Our extensive experience over the past six years working in Ugandan schools and communities provides us with a unique perspective on their instructional practices and their cultural norms. After numerous meetings and conversations initiated by community leaders and school administrators who understand the challenges of promoting change, we developed an approach to address these challenges that aligns with current Ugandan teaching practices and the mission of Carlow University.
We understand that engaging & educating the entire community is essential for sustainable long-term change. The arts are woven into the fabric of Ugandan people and the tapestry of Uganda culture. Our approach harnesses their passion for the arts with the intent to shift attitudes toward the value of education for girls. The 24-week educational program targets male and female students in all levels of primary and secondary education and begins these important conversations around gender in Primary 1 (age 5-6 years). This initiative will focus on students attending six schools
(4 primary and 2 secondary) in the Bukedea District. Utilizing a GBV curriculum co-created by Carlow students, Carlow faculty & subject matter experts, teams of Ugandan facilitators will work within schools to explore age-appropriate themes, develop a stance, and create an arts-based performance that expresses a new way of thinking around gender equity addressing the value of girls and women. Facilitator teams are comprised of women from the community who are survivors of gender-based violence. They have been trained in the dramatic arts through the Bukedea Drama Club.

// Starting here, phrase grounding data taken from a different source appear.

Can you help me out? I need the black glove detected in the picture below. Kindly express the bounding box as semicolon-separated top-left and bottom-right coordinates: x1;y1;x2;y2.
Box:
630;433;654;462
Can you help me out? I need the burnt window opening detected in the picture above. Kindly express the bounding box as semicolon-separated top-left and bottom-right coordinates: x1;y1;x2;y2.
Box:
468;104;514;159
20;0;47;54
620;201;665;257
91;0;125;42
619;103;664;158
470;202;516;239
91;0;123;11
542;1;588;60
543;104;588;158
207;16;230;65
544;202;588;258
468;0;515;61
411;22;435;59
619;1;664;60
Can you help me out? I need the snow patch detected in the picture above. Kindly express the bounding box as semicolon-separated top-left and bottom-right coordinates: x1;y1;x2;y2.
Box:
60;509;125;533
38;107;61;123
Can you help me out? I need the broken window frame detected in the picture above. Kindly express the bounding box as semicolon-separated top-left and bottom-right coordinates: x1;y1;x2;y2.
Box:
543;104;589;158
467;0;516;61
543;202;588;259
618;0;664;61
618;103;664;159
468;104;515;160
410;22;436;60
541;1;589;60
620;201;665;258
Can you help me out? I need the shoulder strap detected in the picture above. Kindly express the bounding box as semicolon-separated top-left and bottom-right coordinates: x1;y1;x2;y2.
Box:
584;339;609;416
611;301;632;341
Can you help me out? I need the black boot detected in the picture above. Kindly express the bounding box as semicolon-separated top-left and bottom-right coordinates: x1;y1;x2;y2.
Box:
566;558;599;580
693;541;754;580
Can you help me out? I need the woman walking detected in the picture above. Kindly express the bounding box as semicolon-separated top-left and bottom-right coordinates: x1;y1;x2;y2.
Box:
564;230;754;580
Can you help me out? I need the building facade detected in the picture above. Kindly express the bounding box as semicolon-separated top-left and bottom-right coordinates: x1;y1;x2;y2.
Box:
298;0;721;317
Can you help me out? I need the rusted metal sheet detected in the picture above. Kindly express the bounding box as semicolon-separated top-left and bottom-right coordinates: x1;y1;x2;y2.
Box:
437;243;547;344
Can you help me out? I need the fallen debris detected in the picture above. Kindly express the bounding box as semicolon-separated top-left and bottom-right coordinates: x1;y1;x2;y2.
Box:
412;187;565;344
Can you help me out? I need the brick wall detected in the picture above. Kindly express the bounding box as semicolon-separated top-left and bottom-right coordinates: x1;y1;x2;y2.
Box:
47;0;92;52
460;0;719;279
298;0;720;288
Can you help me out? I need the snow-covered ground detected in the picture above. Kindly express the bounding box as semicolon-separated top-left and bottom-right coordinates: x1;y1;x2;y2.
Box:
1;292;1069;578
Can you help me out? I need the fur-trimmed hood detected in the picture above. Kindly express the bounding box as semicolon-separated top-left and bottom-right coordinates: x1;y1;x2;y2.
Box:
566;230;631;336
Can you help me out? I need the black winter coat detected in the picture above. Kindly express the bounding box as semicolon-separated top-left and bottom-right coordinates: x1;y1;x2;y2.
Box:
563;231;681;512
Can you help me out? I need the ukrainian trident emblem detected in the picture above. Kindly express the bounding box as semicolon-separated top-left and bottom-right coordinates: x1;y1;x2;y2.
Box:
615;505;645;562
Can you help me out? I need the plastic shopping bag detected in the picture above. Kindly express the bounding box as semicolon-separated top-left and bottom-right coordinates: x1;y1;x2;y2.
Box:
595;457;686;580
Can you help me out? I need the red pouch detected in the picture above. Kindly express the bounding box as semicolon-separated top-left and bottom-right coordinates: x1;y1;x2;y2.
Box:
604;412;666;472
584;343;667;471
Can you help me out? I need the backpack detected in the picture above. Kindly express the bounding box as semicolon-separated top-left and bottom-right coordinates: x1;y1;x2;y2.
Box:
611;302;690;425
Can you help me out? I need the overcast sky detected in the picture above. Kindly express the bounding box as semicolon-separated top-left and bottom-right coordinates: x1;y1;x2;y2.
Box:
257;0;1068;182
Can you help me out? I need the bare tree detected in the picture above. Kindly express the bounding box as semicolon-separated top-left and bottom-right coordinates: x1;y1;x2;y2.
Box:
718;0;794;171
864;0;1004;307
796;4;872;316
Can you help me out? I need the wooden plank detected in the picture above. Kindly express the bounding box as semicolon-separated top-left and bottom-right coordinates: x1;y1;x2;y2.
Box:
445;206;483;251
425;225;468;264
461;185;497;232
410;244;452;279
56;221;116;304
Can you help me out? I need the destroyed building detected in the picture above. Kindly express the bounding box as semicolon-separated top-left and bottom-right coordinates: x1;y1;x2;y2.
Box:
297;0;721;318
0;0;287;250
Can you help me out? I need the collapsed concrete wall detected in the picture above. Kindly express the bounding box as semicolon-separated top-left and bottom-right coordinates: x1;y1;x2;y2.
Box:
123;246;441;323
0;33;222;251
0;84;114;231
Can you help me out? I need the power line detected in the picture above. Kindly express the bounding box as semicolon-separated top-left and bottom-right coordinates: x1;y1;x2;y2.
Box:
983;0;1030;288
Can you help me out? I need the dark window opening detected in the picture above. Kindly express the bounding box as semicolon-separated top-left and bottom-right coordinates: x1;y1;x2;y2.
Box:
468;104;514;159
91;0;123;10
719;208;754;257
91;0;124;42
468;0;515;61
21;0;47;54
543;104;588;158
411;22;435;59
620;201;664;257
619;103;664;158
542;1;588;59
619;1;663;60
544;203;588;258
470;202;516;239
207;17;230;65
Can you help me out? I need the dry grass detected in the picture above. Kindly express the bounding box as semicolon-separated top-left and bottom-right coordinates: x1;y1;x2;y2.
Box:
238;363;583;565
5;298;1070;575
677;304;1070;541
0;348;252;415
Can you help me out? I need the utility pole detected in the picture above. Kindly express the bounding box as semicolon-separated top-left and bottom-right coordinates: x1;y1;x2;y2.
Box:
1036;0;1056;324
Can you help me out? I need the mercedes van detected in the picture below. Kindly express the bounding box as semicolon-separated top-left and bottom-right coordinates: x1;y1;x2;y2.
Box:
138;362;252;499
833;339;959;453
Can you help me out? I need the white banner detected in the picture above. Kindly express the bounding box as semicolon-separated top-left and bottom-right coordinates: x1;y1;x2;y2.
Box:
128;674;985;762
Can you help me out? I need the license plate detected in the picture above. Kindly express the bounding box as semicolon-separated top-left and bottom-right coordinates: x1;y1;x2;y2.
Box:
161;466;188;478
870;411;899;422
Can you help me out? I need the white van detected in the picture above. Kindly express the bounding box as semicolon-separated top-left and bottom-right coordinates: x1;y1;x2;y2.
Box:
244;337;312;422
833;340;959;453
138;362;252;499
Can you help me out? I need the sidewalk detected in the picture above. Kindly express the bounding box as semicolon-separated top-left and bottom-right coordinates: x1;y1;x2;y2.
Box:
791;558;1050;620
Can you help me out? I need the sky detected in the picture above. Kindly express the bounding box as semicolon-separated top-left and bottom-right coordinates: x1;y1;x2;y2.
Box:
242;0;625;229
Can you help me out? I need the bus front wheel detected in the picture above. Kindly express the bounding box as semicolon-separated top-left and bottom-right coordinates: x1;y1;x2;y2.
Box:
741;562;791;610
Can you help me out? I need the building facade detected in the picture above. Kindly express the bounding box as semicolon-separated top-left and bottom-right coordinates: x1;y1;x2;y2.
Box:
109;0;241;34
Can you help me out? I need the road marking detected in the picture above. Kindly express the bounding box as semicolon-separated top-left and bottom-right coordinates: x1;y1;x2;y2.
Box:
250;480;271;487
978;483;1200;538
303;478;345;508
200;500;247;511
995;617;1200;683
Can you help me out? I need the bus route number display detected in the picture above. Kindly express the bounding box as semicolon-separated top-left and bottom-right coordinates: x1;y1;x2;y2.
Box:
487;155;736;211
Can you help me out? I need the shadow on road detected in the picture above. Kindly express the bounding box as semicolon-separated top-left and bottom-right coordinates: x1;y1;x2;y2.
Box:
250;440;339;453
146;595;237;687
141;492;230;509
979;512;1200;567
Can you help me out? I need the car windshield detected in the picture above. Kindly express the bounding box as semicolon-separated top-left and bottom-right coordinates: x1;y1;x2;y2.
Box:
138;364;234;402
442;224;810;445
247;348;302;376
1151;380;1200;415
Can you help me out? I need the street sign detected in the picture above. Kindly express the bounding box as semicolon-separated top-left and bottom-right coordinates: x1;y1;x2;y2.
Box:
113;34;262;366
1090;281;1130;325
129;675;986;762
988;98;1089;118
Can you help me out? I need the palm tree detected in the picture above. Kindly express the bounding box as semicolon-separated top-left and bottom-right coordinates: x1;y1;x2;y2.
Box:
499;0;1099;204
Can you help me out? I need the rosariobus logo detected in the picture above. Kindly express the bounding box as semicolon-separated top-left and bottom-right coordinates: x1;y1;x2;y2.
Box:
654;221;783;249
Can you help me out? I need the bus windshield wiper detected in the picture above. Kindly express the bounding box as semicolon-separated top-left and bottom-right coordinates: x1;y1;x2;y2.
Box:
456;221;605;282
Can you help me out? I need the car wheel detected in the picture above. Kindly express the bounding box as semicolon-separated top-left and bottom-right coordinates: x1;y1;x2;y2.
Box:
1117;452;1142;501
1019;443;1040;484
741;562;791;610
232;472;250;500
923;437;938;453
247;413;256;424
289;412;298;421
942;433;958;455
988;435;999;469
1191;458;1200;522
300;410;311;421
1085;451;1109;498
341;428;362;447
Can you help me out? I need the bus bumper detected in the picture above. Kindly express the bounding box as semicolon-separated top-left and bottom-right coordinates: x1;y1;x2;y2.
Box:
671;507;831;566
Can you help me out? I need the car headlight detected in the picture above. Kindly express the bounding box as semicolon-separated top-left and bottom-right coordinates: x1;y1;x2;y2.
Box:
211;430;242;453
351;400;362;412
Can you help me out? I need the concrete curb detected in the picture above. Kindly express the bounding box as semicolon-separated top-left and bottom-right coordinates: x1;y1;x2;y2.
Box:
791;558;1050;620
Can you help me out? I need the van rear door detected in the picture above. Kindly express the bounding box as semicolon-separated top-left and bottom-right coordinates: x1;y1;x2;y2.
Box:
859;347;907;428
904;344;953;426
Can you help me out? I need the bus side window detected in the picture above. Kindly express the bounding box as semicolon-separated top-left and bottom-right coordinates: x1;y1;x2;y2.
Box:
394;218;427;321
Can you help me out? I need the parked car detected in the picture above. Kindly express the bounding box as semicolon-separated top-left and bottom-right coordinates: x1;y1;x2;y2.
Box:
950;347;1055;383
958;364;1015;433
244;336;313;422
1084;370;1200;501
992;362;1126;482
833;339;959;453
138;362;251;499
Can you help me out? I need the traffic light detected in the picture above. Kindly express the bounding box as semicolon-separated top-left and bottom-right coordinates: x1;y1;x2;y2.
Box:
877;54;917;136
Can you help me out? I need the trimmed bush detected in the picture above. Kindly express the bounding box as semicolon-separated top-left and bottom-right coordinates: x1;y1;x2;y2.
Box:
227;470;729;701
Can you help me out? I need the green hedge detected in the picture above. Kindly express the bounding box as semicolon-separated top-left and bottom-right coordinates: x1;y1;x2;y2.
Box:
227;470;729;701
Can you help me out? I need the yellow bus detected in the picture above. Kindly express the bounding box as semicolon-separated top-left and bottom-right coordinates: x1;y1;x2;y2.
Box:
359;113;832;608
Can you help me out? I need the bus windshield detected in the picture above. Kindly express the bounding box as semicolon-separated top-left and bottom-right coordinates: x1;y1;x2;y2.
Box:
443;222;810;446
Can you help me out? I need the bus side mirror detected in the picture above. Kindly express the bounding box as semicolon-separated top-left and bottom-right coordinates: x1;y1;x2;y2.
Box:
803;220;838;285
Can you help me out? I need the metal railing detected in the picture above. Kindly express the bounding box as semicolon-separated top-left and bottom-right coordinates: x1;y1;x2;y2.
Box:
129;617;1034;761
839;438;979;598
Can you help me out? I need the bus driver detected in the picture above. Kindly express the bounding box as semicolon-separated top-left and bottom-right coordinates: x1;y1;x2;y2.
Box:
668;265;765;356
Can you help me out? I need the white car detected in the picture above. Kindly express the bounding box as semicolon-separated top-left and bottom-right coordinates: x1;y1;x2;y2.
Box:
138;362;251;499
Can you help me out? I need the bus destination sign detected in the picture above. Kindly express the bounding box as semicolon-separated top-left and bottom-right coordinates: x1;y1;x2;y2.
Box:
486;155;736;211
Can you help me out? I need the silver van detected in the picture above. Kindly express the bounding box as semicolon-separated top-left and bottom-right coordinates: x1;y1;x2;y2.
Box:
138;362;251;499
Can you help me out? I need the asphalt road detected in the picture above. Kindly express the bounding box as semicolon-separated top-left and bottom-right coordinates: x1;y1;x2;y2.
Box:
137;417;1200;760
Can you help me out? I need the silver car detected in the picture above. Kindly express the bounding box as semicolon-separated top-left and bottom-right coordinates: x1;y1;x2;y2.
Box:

This program will build confidence and self-determination of girls thereby creating a new culture of opportunity for them. The culminating event – Watotos Got Talent – will showcase the works of the students in a competition format in which they will compete for category prizes and a grand prize. Inviting the community to attend the competition will build technical capacity and be instrumental in changing perceptions and shifting community perspectives.